# 1.25G Nano atural Tank



## joshvito (Apr 6, 2009)

*1.25G Nano Natural Tank*

I purchased a Current Betta Cube Tank for my desk at work.
The tank measures 6" x 6" x 7" with an open top.

I want to put some Flourite Onyx Sand in the bottom, and some plants in the tank.
My goal is to create a water garden for my desk, my version of the houseplant.

I am looking for suggestions for plant species, as the only light wil be office flourescents, and indirrect sunlight.

I may decide to put a betta in the tank, or possibly some shrimp, but I plan on adding these at a later date. I want to concentrate on growing some low maintenance plants first.

I don't mind keeping some ferts in my desk drawer, but I want to avoid any heater/lights/filters if possible.

Thank you for any thoughts. 
Links to other posts on the subject/pictures of other similar members tanks are helpful also.


----------



## hooha (Apr 21, 2005)

anubias 'petite' and mosses are your best bet for that lighting setup. Grow it out in your regular tank so you ahve enough to work with for a scape


----------



## Valley (Feb 28, 2007)

Add java fern to that list and I think. I've grown really fond of the tiny tanks. I hope you'll share pictures when it's done.


----------



## Tuiflies (Jan 21, 2010)

A nice Anubias Golden coming out of a small rock pile surounded by some Crypt Parva or Dwarf Hair Grass would look nice. Add half a dozen red cherries and you'll have the perfect time waster!


----------



## joshvito (Apr 6, 2009)

Added about 1" of cheap topsoil, and capped with Seachem Onyx sand from my existing 75G.
I also planted 5 or 6 Cryptocoryne parva, and have some flame moss in the way. I think a tall tuft behind the rock may look cool. Attempting the dry start method.

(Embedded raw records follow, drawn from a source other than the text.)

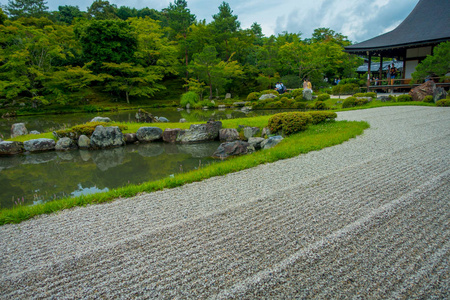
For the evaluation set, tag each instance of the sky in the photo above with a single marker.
(359, 20)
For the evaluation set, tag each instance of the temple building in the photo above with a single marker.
(426, 26)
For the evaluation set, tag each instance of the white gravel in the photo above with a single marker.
(367, 219)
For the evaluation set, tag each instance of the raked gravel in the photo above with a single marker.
(367, 219)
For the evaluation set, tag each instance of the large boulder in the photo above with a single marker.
(200, 132)
(84, 142)
(271, 142)
(231, 149)
(130, 138)
(101, 119)
(10, 148)
(170, 135)
(145, 117)
(307, 94)
(423, 90)
(65, 144)
(438, 94)
(148, 134)
(18, 129)
(267, 96)
(39, 145)
(228, 134)
(107, 137)
(255, 142)
(251, 131)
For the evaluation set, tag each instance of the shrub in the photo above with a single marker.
(270, 92)
(322, 116)
(404, 98)
(299, 98)
(253, 96)
(190, 97)
(323, 97)
(297, 92)
(361, 101)
(443, 102)
(320, 105)
(300, 105)
(428, 99)
(349, 102)
(86, 129)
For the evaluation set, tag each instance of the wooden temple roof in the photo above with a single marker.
(427, 24)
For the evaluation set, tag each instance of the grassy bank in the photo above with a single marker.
(315, 138)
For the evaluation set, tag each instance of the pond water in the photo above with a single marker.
(37, 177)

I went and got a 13w full spectrum cf desk light, hoping it will help the plants along.
The tank is on my desk at home at the moment, but as soon as I get the plants started, I want to take it to work. And then fill it and add some shrimp.


----------



## totziens (Jun 28, 2008)

Personally, I think Java Fern is too huge for a nano tank. Get plants with small leaves to make your tank looks bigger. Avoid having too many varieties of plants in a nano tank because it will look awkward and messy...go for simplicity.


----------